The highly touted first phase of the proposed Brooklyn Bridge Park — a grand, Euro-style piazza and skating rink under the Brooklyn Bridge that was supposed to open next fall — will be delayed at least five years.
Planners of the 1.3-mile waterfront open space and condo development promised as recently as June — when they began tearing down the Purchase Building that stood on the site since the 1930s — that the open-air plaza underneath the fabled span would open in fall, 2009.
But they made that pledge before actually obtaining control over the site from the city or even coordinating the park’s construction with the Department of Transportation, which says it needs the newly cleared space to perform “necessary” repair work on the 125-year-old bridge.
The plaza, depicted in lush renderings as the possible site for a summer greenmarket and a winter ice-skating rink, will be sidetracked for at least five years, according to the Department of Transportation.
“The Department of Transportation will be utilizing space under the Brooklyn Bridge to conduct necessary repairs to the bridge before that section of the park is completed. The precise timing and size of the space needed is being finalized,” said Warner Johnston, a spokesman for the state agency that is hoping to build the $300-million–plus development, which stretches along the DUMBO and Brooklyn Heights waterfront.
Supporters of the park and condo development are urging the city to find another place to conduct its bridge repairs so the plaza can go ahead as scheduled.
“Bridge Plaza will be an iconic section of Brooklyn Bridge Park, and is slated to be one of the earliest sections to open,” Brooklyn Bridge Park Conservancy spokeswoman Nancy Webster wrote in an e-mail. “The Conservancy hopes that the Department of Transportation can find a different solution to its construction laydown needs.”
The DOT still owns the land where plaza will be built. The agency says it will transfer it to Brooklyn Bridge Park officials after the bridge renovation, which is necessary and can not be put off.
That said, the bridge work is not scheduled, has been delayed several times before, and won’t begin until at least the start of 2009.
“This is necessary safety work that has been planned for years,” said department spokesman Seth Solomonow. “It can’t be staged elsewhere.”
The setback at Bridge Plaza is yet another delay in the tortured 20-year history to build a water-side park.

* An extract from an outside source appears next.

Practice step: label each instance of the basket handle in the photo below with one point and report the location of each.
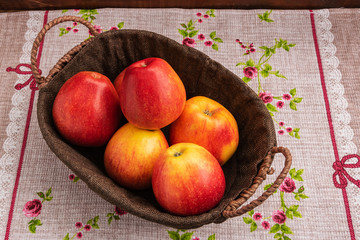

Even its recent history is full of unkept promises. In 2002, when then-Gov. Pataki and Mayor Bloomberg allocated $150 million for the building of the open space portion of the sprawling development, it was scheduled to be finished by 2012.
Now, the projected costs exceed $300 million — of which only $225 million have been set aside, meaning that large parts won’t meet the 2012 finish date.
“People’s expectations and hopes have been toyed with,” said Ken Baer, a Sierra Club official and longtime critic of the development’s financing scheme, which required the addition of luxury housing to subsidize park maintenance.